Working With Suppliers To Improve Performance

Mike Heschel, CIO, Kroger: Most of Kroger's thousands of suppliers don't have a clear picture of how they are doing or what is expected in terms of performance, and are therefore lacking a sense of accountability. We have a system in place that penalizes suppliers for missing certain targets, such as on-time delivery, but it doesn't prevent problems. It's also very time consuming to manage. Years of low visibility and poor communication with a large portion of our suppliers have brought average service levels down to an unacceptable level. Because this ultimately impacts customer satisfaction-and Kroger's bottom line-we have changed the paradigm and developed a process for working proactively with suppliers to prevent problems and improve performance on key metrics. The strategy we envisioned includes clearly communicating expectations and sharing performance data with our entire supplier base, and engaging suppliers in collaborative work processes to identify, and avoiding issues before they arise.

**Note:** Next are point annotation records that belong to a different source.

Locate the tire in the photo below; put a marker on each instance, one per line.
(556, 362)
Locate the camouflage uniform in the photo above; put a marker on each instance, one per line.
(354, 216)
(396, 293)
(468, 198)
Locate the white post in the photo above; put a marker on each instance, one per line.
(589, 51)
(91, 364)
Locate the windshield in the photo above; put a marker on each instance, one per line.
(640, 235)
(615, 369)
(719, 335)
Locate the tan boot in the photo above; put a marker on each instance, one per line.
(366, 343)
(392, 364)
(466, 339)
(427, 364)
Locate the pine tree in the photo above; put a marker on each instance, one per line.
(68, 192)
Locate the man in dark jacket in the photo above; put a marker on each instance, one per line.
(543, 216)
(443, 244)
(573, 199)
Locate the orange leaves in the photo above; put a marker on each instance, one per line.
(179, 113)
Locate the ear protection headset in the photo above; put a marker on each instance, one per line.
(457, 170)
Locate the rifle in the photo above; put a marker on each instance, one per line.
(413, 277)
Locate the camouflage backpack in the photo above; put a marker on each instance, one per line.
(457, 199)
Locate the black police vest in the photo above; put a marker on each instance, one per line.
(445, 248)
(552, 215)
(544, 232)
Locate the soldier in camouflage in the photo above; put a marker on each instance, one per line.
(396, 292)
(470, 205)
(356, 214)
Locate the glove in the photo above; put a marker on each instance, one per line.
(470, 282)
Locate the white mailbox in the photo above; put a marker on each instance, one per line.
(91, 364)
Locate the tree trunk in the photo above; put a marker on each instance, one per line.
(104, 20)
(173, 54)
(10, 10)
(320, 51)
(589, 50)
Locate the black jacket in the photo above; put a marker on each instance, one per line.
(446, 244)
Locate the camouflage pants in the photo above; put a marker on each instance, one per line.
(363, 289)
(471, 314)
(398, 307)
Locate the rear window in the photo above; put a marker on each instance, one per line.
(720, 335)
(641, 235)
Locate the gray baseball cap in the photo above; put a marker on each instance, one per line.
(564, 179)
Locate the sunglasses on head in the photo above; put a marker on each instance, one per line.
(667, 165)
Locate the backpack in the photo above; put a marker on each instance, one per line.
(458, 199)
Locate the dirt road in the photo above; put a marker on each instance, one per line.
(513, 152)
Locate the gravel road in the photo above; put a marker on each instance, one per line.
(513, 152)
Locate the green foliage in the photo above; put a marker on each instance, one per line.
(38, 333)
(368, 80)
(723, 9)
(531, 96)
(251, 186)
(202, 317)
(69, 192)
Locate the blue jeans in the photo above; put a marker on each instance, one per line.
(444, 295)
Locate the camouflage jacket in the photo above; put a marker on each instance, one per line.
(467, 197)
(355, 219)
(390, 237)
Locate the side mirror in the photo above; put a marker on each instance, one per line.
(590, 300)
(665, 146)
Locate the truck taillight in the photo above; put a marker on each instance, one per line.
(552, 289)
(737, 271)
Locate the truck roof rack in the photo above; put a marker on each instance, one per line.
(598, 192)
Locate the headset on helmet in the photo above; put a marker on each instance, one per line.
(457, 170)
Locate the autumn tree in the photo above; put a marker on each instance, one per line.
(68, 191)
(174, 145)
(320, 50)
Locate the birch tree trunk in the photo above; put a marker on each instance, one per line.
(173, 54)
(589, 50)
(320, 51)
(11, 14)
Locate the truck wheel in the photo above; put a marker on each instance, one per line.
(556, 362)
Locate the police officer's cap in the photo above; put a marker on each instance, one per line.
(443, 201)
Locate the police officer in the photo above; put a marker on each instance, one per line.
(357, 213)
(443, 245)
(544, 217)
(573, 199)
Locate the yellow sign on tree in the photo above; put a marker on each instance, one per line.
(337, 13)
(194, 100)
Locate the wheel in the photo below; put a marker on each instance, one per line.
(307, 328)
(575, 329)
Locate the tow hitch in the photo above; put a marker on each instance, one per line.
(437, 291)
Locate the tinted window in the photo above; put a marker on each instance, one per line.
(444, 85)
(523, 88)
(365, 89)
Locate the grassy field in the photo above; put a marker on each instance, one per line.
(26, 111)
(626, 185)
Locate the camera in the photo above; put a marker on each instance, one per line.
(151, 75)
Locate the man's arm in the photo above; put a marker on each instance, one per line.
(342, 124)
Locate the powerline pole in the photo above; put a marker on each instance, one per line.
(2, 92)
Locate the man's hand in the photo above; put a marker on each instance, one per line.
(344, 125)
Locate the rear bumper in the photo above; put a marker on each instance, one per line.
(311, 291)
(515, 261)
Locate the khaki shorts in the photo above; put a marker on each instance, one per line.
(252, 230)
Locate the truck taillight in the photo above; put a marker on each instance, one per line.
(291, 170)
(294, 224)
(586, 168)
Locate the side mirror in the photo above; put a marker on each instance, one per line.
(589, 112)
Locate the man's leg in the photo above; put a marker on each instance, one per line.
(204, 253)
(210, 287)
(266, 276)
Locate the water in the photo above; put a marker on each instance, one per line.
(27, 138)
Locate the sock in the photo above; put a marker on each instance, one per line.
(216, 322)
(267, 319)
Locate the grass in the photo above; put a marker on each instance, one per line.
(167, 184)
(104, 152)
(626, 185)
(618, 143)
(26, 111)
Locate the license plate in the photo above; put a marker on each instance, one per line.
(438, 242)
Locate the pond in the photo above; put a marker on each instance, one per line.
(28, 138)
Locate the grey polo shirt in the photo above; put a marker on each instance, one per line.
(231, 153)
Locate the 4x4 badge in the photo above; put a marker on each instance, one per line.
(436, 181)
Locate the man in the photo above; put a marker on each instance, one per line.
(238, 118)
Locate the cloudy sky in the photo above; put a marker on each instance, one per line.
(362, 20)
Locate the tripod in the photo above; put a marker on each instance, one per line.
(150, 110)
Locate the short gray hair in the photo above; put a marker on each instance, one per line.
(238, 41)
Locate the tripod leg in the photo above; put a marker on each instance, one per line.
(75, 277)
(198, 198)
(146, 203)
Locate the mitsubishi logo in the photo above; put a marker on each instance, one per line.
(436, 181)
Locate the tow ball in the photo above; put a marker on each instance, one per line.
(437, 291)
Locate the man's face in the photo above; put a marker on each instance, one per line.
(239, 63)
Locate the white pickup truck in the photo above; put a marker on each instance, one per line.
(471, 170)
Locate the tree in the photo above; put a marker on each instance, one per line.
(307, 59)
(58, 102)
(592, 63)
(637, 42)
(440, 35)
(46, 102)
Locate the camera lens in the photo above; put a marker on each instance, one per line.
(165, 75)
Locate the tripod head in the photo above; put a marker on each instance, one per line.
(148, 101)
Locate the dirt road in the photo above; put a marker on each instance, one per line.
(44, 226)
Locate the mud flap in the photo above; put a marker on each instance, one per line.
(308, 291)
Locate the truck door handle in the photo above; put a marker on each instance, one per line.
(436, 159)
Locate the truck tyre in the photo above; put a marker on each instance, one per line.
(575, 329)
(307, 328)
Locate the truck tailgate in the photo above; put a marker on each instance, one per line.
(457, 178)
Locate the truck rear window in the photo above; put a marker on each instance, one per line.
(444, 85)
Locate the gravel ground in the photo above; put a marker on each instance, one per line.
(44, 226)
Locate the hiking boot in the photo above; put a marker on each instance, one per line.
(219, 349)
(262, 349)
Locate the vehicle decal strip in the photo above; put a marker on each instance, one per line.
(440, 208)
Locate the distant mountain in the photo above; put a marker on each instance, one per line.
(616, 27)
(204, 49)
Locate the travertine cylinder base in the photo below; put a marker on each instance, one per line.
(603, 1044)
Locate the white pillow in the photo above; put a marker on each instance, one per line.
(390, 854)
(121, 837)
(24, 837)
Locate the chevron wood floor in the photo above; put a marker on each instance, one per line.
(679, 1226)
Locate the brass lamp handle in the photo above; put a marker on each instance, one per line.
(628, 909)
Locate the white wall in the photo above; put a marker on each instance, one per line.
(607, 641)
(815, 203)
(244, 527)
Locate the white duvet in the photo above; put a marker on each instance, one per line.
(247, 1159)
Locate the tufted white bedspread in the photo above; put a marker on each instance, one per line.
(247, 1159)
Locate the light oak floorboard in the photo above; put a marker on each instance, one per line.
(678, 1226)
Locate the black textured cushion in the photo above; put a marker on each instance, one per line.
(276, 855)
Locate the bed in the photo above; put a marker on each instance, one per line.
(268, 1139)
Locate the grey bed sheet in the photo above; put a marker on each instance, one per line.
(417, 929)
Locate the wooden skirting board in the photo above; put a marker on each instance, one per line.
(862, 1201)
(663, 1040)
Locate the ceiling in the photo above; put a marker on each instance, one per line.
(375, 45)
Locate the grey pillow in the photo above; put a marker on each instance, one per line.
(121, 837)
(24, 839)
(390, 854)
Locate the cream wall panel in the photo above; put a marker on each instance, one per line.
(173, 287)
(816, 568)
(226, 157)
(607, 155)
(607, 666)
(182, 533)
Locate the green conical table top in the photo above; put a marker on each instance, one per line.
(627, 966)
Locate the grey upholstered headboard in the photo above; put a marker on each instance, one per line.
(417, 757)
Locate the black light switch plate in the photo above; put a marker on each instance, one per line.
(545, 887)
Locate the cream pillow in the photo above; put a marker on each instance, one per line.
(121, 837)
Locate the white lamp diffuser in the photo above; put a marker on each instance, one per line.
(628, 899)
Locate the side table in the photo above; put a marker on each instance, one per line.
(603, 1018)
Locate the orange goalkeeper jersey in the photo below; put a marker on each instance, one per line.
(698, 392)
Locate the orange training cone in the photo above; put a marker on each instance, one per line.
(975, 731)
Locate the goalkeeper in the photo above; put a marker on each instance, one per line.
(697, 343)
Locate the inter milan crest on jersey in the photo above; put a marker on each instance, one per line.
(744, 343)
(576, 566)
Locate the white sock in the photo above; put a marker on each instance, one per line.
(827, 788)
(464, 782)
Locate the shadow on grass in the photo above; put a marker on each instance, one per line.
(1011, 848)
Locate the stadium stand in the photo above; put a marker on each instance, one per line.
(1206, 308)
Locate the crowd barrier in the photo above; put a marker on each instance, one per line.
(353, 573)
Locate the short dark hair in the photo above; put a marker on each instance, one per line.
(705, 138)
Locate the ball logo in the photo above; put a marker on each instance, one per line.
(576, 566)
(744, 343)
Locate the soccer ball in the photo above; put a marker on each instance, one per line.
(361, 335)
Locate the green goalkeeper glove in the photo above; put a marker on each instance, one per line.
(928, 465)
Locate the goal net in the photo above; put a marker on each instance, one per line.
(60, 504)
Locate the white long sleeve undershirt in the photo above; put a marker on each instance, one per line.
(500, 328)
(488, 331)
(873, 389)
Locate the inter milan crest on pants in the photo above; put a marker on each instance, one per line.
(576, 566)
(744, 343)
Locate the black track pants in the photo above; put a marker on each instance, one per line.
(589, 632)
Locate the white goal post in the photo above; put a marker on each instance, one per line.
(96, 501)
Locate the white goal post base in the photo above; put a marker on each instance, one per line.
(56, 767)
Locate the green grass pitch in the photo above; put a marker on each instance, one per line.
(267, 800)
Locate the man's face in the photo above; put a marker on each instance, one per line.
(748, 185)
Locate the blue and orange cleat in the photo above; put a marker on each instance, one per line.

Throughout 2005, we're focusing on rolling out an automated and broad-based scorecard reporting and collaboration program to support this process, using GNX's Supplier Performance Manage-ment solution. A key element of success is demonstrating to both internal users and suppliers that the technology and processes will actually improve effectiveness and save time, instead of adding another layer of overhead. And ultimately, it does alter the way Kroger works with suppliers, so we'll be addressing change management issues as well. Additional challenges of this implementation include: Some data is elusive and difficult to get. Other data has only limited usefulness due to faulty measuring points or process limitations. For example, "on time" shipments from the vendor could be considered late due to our delays in the receiving process.